Kékszakállú. Gastón Solnicki. Argentina, 2016

El orden estético se impone: cada plano es simétrico, perfecto, brillante. Las secuencias iniciales tienen un segundo protagonista: el agua en todas sus variantes: en piletas, en duchas y en mares; también, en el transcurso de la película, las mujeres serán su eje; todo pivotea en relación a ellas: el deseo, la belleza, las crisis, los cuerpos, las búsquedas. Mujeres que suben, que bajan, que hacen composé con ese paisaje exacto y a la vez natural, donde la simetría y las líneas rectas se imponen con la contundencia del deseo que en este caso siempre es femenino.

Como el numero áureo la película es una construcción geométrica, cada uno de sus planos mide y dura exactamente lo que tienen que medir y que durar, y esa duración tiene que ver con su fuerte carácter estético y la vez poético (o hasta místico). Sin embargo, y tal vez éste sea el gran hallazgo de Solnicki la película no pierde ni sensibilidad, ni calidez, ni tampoco su respiración. Su construcción formal es geométrica, pero esa geometría – y sus series infinitas- como la película de Solnicki- también está anclada en la tangibilidad de las ideas, o dicho de otro modo, en la construcción de un mundo sensible.
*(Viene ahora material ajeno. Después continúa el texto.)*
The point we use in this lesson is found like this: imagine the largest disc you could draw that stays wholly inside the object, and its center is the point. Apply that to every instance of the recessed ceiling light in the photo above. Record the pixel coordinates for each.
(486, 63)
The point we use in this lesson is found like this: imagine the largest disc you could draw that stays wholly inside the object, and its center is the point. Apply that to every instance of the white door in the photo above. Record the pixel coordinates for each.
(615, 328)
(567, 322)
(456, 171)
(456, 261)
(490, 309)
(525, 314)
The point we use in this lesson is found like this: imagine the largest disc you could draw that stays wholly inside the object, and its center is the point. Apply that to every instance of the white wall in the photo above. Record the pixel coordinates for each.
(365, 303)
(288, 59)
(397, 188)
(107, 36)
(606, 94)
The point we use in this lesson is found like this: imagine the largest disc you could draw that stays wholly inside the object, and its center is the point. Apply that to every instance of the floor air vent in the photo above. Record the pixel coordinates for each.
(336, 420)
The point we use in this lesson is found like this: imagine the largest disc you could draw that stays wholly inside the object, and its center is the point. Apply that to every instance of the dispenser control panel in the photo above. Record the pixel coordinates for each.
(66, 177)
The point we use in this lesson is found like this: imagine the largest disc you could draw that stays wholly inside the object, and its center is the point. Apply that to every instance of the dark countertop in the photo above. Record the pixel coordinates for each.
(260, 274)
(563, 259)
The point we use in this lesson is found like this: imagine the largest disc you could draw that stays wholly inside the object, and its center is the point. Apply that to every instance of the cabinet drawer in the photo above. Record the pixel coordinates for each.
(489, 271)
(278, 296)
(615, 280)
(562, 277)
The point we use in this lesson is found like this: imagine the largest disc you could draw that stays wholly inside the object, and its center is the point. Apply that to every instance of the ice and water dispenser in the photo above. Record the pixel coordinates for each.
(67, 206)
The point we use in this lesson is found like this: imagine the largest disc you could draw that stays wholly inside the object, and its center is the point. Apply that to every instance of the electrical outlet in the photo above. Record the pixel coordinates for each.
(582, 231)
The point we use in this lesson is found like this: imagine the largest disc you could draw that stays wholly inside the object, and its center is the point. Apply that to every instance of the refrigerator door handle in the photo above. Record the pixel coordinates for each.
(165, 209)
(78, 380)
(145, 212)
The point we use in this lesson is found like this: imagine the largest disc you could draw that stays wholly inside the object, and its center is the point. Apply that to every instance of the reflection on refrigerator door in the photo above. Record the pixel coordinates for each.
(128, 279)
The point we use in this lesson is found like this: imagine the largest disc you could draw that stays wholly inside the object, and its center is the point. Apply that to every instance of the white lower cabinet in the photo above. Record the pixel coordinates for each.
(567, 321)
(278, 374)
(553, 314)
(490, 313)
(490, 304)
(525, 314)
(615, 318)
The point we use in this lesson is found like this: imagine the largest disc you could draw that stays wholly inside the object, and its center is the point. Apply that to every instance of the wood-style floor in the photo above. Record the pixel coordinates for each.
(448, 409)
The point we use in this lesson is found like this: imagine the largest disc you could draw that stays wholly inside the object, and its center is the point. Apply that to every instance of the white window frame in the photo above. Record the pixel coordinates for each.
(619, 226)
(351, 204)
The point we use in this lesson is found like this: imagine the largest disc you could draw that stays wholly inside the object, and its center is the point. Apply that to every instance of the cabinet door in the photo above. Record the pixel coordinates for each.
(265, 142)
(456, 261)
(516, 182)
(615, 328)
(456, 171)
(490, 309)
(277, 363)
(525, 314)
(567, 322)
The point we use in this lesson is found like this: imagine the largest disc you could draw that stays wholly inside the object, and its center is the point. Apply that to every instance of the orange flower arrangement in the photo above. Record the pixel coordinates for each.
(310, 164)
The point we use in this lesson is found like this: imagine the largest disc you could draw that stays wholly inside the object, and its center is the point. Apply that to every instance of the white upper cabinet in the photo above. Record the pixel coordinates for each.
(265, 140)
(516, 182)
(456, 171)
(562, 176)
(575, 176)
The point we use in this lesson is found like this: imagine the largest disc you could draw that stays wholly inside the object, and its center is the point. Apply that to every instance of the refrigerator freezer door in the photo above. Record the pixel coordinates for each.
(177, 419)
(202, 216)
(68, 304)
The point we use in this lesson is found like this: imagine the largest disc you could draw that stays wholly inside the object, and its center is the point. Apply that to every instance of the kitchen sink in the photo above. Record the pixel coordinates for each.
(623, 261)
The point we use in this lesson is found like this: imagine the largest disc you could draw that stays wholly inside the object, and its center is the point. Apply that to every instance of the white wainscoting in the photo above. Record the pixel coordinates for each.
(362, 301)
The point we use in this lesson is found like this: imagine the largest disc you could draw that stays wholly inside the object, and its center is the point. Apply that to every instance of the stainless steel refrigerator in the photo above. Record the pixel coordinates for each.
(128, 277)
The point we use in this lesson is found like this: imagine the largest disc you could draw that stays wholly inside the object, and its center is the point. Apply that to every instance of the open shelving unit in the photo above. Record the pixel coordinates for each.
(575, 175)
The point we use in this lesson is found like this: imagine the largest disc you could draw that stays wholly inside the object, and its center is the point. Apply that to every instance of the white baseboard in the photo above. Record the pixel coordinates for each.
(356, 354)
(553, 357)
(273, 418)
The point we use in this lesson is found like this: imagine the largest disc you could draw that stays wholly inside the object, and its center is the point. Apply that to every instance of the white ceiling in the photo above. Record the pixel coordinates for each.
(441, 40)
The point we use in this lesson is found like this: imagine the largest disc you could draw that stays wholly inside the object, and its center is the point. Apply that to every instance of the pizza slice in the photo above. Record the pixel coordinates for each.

Las mujeres que aparecen están en constante búsqueda, persiguen el deseo como quien persigue lo imposible; la duda, los interrogantes cotidianos surgen frecuentemente. Las escenas del mundo del trabajo, sobre todo en las fábricas (esas fábricas impolutas, cifradas en su cromaticidad y en sus sonidos) son lugares apropiados por los trabajadores, quienes mecánica y acompasadamente realizan sus tareas pero pertenecen a sus dueños. Cuando una de las chicas buscando su primer trabajo entra en una de las fábricas, recuerda a la secuencia de Europa 51 donde una Ingrid Bergman perfecta de una clase acomodada penetra ese mundo que hasta ese momento le es ajeno. El gesto es sorpresivamente similar.

Cierto vacío existencial también conecta a la película con el film de Rossellini, cierta incomodidad de clase y una crítica velada pero profunda a una clase que pocas veces sabe con seguridad lo que quiere y lo que realmente necesita; buscan una supuesta libertad asomándose a la ajenidad de un universo remoto, pero todo es otro mundo es inconmensurable.

Solnicki se hace cargo de los privilegios de una clase pero también se encarna en esos vacíos, en esas infructuosas búsquedas y también en esas incómodas comodidades de los edificios modernos con sus líneas rectas, geométricas habitaciones, vidriados ventanales, piletas azulinas con el privilegio fondo de mares embravecidos que tampoco responde a las inquietudes de los pudientes. Como en el Castillo de Barba Azul, esos personajes, esas mujeres vagan, se desperezan, se mueven, buscan y sin embargo están encerradas, siempre custodiadas por un director Solnicki y por un Barba Azul que no se lo ve, pero se lo presiente, buscando sus ensangrentados tesoros.